Lab 5
Study a recursive algorithm that produces letter unscramblings
Submit after the end of the lab session
Overview
For this lab, you will study a recursive function that runs through all letter permutations (unscramblings) for a given string. In addition to counting the number of checked permutations, you will modify it so that it includes attempts that use any subset of the letters.
Instructions, questions, and code writing
- Download the zip folder for the lab.
- Run unscramble with strings of various lengths. At what string length does the function take too long for your patience?
- In your own words, describe what happens to the source string and target string at each level.
- How many permutations does a 3 letter string produce? How aboue 4 letters? Write down your answers! How do you know?
- Uncomment the dictionary check (if target in ds) and indent the print so that it only prints actual words. Run it several times on different combinations of letters to see how it works.
- Using the Counter class, add a counter that keeps track of how many dictionary checks occur:
- Create a counter object in unscramble before the recurrence function is called. Give it a meaningful variable name.
- Add the name of your counter object as a fifth argument/parameter to all recurrence calls and its definition.
- Just before the dictionary check in the recurrence function, call the count method on your Counter object.
- At the end of unscramble, print the counter object.
- Run unscramble with the counter. Does its output confirm your predictions?
- Create copies of unscramble and recurrence and call them unscramble2 and recurrence2. Make sure that your copies refer to the new name for all function calls. Modify recurrence2 so that it checks the character target even when there are still characters left in stock. This way, unscramble2 will report letter combinations that only use some of the characters from the original string.
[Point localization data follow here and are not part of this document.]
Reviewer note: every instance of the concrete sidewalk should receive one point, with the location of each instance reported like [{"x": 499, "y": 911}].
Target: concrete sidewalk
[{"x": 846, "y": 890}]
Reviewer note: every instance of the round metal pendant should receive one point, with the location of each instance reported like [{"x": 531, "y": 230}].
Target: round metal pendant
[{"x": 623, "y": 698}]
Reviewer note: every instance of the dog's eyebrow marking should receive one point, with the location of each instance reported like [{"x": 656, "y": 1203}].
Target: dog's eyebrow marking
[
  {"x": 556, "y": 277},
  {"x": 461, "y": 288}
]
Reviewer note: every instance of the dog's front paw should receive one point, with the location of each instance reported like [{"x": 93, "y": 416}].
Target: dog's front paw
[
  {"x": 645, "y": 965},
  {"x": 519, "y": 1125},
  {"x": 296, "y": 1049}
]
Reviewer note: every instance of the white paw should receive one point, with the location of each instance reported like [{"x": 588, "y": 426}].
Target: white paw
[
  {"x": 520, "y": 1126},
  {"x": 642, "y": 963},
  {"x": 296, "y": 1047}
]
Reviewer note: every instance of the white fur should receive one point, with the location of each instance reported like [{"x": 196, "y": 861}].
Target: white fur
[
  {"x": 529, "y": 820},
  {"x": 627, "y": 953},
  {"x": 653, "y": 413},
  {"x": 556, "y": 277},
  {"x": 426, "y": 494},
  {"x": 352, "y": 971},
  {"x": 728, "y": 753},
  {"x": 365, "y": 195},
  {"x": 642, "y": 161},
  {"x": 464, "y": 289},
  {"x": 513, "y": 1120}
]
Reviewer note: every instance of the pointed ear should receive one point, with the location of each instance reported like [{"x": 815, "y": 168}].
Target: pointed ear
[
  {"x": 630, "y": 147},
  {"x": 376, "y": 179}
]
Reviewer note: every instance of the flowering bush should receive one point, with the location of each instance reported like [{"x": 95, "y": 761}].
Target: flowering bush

Test and check your new function.
- Question: the recurrence function is somewhat inefficient in that it explores possibilities that won't produce any words. How could this function be made more efficient? Required: a throughtful, refective answer. Optional (somewhat advanced): an implementation of your efficient modification.
Deliverable
Create a text (preferred) or pdf file that contains the following:
- A statement that summarizes your completion of the lab. As appropriate, the statement should
include the following:
- Who you worked with on the lab
- Any difficulties you encountered
- Answer to questions
- Pasted output showing your functions running
- A summary of the files included in the zip folder
Put your files in a folder, zip it and submit it under Lab 5 on D2L. Check that your submitted zip file is complete.
Grading
Your lab submission will be graded using the following rubric:
- + .5 --- Your submission is clearly formatted.
- + .5 --- Your submission includes a summary statement and includes how you collaborated.
- + .5 / 1.0 --- You submitted most of the lab (0.5) or you submitted all of the lab (1.0).
- + .5 --- Your lab submission is generally correct.